If your dog developed a UTI, you may want to learn more about the use of cephalexin for dog urinary tract infections. Urinary tract infections in dogs are something that shouldn't be taken lightly: as in people, left untreated, urinary tract infections can become dangerous as bacteria may ascend into the kidneys creating significant complications. While it may be tempting to try to treat urinary tract infections at home using home remedies, should these not work, there are risks for things getting worse rather than better. If your dog has signs of urinary tract infection, the fastest way to get it under control is through the use of antibiotics and cephalexin for dog urinary tract infections is quite often prescribed.

puppy squatting and can't pee

Dog Urinary Tract Infections 

Urinary tract infections are not uncommon in dogs. Typically, when dogs are affected, they develop frequent urination, dribbling of urine around the house (even in a perfectly house trained dog), blood tinged or discolored urine, repeated squatting producing just little drops, a strong odor to the urine, licking the private areas because of burning sensation and increased fluid intake.

Urinary tract infections are particularly common in female dogs. This is because of their anatomy.

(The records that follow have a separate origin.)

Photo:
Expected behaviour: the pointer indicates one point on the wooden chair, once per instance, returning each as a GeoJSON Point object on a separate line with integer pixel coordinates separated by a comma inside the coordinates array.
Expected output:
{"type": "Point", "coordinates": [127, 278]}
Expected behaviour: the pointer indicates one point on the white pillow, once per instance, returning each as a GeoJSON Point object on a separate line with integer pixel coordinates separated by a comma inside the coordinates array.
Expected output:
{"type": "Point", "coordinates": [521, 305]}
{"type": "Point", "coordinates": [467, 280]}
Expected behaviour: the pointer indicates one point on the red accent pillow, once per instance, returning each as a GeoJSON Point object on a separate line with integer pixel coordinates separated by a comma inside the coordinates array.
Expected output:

With their urethra (the tube that connects the dog's bladder to the the outside) being short and wide, this feature allows bacteria easy access to enter the bladder and cause a potential infection, explains veterinarian Dr. Fiona. Male dogs can get urinary tract infections too, but they are less common due to their longer urethra.

"How did my dog end up getting a urinary tract infection?" There can be various causes of urinary tract infections in dogs. On top of anatomical features, there are several others potential predisposing factors. For instance, dogs who are overweight or dogs who have had a recent bout of diarrhea, (due to fecal contamination) may be more predisposed.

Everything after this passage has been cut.